A opinião de ...

Infla(ma)ção

Inflação arrisca-se a ser a palavra do ano no final de 2023, depois de ter ficado no segundo lugar em 2022, perdendo para ‘guerra’ (ganhou com 53 por cento dos votos contra 18,8 de ‘inflação’). E ainda só vamos no final do primeiro terço do ano.
Considerada “passageira” pelo Governo em 2022, a inflação veio para ficar e a níveis como já não se viam há 30 anos.
À pandemia de covid-19, que devastou os canais de comercialização tradicionais e a procura de determinadas matérias-primas (semi-condutores, por exemplo) juntou-se a guerra na Ucrânia, que afetou diversos setores, dos adubos (usados na produção de alimentos), aos cereais, passando pela energia (os combustíveis foram vendidos a preços recorde, ultrapassando os dois euros o litro, quer no gasóleo quer na gasolina).
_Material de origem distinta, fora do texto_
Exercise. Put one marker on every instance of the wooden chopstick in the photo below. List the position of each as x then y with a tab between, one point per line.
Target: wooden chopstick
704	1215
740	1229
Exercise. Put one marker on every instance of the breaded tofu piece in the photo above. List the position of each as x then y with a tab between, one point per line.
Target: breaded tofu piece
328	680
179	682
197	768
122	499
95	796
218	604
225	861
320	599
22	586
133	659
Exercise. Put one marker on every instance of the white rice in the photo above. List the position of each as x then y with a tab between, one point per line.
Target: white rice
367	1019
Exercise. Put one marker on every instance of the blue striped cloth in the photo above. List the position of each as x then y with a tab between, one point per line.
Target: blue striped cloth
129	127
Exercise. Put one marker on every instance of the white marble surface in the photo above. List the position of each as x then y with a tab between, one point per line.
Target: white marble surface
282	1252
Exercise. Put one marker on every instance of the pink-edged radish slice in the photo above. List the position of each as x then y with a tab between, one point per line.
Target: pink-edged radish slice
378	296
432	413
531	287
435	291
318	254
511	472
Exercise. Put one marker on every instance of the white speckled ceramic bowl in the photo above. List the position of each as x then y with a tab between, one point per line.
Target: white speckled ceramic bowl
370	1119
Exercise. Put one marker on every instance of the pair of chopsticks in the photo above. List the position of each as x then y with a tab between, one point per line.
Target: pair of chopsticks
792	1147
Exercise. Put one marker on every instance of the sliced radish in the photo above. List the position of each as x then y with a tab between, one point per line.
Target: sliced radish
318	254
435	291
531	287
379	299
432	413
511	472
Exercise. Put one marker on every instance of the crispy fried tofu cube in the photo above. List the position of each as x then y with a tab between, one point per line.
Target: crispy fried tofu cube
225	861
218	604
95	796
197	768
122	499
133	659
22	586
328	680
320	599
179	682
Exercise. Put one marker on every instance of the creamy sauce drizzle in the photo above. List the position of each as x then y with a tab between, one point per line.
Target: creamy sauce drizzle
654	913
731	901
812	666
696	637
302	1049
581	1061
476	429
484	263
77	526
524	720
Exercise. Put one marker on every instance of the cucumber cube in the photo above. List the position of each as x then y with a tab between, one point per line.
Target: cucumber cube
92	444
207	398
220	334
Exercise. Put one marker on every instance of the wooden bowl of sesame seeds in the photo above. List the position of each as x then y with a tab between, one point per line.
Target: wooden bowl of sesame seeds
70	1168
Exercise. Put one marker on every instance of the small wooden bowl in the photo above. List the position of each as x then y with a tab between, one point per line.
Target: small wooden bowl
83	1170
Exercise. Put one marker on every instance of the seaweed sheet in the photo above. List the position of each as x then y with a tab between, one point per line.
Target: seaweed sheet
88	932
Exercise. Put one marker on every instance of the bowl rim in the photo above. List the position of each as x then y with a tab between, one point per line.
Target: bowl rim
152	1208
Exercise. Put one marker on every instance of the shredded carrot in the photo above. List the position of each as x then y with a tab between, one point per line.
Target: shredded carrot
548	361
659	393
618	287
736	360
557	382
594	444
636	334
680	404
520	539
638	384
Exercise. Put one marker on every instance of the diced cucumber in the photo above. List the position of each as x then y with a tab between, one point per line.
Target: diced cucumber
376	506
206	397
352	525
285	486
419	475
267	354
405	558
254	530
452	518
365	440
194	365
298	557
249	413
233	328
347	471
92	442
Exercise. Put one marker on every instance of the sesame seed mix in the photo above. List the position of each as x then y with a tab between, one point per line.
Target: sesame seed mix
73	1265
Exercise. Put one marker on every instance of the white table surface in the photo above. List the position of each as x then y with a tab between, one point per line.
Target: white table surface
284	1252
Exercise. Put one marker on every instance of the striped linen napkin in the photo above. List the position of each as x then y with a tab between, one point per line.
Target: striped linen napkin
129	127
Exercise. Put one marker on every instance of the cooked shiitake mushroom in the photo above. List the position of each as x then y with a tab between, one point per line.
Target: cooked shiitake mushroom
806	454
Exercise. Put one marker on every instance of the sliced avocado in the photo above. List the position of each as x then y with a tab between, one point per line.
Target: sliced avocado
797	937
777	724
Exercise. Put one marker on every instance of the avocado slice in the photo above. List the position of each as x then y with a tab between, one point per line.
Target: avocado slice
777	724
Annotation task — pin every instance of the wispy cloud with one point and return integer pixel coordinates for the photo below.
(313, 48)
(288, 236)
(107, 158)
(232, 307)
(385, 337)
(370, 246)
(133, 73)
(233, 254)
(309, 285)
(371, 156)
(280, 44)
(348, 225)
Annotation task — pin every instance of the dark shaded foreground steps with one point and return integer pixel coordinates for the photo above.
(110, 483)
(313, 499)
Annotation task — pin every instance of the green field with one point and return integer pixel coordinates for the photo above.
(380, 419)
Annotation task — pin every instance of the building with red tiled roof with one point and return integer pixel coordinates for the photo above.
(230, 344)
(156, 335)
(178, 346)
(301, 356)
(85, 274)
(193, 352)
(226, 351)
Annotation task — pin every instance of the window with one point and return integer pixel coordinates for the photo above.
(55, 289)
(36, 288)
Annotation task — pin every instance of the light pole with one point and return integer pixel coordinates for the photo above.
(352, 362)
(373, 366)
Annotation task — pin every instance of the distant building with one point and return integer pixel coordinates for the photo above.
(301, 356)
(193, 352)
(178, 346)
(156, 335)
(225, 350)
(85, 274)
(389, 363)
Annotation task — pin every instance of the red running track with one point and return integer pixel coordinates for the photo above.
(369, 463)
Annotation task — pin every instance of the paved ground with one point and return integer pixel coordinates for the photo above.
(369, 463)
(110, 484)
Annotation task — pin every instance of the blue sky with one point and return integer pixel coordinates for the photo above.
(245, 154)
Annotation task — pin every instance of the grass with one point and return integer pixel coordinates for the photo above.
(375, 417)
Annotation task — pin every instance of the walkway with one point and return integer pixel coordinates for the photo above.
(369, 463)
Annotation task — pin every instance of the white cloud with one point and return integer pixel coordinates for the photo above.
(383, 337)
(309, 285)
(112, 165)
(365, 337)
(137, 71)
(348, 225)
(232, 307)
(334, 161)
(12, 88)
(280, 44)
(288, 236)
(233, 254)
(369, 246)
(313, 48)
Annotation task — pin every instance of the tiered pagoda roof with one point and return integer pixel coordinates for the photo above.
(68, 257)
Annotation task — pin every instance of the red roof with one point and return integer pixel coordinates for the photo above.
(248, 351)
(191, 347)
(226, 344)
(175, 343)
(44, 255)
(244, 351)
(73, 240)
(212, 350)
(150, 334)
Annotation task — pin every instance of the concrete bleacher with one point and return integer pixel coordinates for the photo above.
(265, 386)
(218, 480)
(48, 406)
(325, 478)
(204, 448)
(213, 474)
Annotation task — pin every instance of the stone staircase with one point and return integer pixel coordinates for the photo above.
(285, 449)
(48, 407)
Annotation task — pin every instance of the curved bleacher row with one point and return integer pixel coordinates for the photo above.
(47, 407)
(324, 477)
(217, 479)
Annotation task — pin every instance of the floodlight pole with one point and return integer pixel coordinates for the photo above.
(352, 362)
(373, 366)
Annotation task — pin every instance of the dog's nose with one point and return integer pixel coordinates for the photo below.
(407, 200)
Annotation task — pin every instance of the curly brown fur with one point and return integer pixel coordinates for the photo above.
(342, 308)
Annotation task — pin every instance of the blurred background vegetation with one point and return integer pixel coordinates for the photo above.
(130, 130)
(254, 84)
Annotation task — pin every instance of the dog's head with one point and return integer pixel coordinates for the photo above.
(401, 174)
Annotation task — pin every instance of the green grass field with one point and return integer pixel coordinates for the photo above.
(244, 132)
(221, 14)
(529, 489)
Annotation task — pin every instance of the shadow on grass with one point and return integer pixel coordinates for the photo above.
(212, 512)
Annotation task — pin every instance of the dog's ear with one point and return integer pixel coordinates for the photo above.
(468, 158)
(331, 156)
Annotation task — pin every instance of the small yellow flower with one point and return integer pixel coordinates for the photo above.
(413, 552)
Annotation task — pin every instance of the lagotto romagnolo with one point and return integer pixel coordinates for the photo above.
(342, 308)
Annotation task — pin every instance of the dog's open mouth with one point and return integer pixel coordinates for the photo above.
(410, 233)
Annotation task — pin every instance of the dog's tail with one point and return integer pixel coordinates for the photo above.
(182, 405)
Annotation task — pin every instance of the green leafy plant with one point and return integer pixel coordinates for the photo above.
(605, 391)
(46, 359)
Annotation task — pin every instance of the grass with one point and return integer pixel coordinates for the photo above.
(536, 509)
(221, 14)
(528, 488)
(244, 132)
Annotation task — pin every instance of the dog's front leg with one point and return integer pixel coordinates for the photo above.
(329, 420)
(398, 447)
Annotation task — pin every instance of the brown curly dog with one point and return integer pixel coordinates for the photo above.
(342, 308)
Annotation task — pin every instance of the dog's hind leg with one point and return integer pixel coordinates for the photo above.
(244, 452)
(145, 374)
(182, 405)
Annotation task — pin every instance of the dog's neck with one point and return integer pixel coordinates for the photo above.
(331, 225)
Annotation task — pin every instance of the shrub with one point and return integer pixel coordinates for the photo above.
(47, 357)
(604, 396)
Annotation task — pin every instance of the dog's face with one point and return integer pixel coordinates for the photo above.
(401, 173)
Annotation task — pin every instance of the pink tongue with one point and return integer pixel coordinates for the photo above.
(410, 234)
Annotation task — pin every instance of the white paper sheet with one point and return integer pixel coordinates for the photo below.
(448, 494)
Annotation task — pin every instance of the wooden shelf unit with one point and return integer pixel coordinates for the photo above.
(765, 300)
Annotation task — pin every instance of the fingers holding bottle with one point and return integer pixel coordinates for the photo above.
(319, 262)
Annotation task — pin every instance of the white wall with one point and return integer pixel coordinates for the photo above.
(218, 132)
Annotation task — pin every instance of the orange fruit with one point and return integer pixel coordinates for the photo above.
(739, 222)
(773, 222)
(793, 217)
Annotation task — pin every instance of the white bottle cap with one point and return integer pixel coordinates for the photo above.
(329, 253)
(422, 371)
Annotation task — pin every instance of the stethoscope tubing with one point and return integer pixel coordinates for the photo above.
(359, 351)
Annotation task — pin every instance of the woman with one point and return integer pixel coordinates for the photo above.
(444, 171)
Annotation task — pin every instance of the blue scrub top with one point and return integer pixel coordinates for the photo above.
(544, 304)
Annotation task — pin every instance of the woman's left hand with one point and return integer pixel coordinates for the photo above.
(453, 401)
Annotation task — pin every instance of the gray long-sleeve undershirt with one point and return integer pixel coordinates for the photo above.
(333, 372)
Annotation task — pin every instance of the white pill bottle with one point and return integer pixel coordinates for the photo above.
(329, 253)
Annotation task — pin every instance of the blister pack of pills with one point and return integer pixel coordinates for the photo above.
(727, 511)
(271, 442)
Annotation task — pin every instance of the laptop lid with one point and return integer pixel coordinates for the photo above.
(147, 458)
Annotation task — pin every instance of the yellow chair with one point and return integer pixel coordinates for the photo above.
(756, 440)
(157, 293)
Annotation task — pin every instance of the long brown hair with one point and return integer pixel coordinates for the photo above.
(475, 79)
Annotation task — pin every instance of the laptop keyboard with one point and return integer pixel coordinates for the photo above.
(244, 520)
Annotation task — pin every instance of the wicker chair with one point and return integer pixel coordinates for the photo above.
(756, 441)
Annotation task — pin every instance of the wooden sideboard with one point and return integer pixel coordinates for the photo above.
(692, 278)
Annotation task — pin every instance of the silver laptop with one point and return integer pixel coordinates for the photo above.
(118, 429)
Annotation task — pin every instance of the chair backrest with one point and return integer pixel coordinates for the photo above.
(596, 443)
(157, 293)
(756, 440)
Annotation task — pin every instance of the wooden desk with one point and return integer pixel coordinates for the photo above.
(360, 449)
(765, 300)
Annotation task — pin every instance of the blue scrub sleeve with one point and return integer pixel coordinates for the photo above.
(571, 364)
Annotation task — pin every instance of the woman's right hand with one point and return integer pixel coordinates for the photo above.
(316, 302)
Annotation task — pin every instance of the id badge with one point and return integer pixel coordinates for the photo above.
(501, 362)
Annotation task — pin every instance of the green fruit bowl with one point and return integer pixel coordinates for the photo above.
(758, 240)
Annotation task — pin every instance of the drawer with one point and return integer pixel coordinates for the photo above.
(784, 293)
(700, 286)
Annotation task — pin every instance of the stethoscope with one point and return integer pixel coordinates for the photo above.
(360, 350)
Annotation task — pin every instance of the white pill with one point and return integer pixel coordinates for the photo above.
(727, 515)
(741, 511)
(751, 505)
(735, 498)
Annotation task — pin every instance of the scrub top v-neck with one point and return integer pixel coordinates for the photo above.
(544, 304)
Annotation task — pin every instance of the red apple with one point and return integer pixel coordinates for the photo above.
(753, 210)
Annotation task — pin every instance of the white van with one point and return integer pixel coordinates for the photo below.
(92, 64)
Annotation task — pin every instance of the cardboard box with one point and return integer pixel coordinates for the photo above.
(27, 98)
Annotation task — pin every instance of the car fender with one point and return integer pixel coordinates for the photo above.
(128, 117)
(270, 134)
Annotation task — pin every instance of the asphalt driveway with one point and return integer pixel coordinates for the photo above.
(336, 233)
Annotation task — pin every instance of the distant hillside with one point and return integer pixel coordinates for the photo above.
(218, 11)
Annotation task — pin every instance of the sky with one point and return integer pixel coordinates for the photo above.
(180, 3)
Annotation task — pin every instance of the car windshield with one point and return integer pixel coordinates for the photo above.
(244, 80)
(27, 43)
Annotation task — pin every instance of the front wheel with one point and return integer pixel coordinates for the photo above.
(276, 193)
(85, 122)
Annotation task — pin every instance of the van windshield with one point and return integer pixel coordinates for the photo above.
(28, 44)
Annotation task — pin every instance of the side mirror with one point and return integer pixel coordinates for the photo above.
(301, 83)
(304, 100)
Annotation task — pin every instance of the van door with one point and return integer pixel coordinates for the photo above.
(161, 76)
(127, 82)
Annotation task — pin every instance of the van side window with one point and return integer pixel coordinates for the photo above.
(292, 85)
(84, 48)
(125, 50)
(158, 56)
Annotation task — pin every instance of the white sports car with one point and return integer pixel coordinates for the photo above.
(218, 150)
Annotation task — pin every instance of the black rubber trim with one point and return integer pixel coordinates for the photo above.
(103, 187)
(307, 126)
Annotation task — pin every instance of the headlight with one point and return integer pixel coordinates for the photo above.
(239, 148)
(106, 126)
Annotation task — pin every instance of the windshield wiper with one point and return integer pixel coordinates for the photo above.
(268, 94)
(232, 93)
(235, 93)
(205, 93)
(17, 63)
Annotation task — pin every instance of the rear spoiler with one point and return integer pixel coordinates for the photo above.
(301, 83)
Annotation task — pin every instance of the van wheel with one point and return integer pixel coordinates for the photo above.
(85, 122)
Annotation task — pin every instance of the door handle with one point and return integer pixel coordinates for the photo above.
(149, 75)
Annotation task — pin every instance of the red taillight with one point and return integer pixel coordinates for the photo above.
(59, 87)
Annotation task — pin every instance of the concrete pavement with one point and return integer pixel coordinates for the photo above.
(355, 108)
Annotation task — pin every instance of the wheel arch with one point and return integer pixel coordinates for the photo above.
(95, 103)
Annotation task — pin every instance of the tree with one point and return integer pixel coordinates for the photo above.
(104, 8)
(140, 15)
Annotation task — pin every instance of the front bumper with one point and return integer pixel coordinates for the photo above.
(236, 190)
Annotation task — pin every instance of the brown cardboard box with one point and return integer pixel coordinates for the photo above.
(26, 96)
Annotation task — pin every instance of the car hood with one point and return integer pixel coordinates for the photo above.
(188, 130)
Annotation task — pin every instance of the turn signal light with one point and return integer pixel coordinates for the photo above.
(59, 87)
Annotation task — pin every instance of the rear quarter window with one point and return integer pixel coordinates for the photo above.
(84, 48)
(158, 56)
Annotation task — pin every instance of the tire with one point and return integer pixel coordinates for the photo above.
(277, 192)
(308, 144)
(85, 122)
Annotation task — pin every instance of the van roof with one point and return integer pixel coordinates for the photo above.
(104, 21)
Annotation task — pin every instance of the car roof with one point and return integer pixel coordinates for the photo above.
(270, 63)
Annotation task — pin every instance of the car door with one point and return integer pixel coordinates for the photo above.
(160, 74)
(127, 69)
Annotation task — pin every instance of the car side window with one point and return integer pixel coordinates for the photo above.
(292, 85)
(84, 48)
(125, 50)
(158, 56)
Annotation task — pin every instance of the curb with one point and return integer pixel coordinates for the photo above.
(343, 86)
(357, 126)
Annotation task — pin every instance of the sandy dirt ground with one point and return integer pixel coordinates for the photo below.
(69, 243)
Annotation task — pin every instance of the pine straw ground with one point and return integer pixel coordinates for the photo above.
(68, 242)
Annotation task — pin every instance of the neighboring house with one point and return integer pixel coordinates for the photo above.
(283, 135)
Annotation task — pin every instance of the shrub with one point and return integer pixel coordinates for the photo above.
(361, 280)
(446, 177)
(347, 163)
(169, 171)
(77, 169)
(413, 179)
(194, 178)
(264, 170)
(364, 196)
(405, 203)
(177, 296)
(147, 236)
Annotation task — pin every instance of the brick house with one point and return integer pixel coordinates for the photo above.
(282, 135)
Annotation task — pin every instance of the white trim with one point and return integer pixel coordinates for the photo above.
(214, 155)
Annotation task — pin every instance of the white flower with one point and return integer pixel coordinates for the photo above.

Ora, na energia está um dos principais fatores do aumento generalizado de custos, pois afeta toda a cadeia de valor, da produção à distribuição.
Por isso, foi apenas normal que muitos preços tivessem de subir, nomeadamente dos alimentos.
Ora, com uma inflação provocada pela subida dos custos, que pressionou o preço final dos produtos, os bancos centrais reagiram da forma tradicional, aumentando o custo do dinheiro (subida das taxas de juros). Esse movimento faz-se, habitualmente, quando a procura é elevada, fazendo subir, por vias disso, os preços no mercado. Mas, apesar dos elevados níveis de procura, nesta caso a raiz do problema era outra, como atrás se explicou.
Essa tentativa de correção veio trazer ainda mais pressão aos consumidores e às famílias, aumentando as prestações de quem tem casa própria.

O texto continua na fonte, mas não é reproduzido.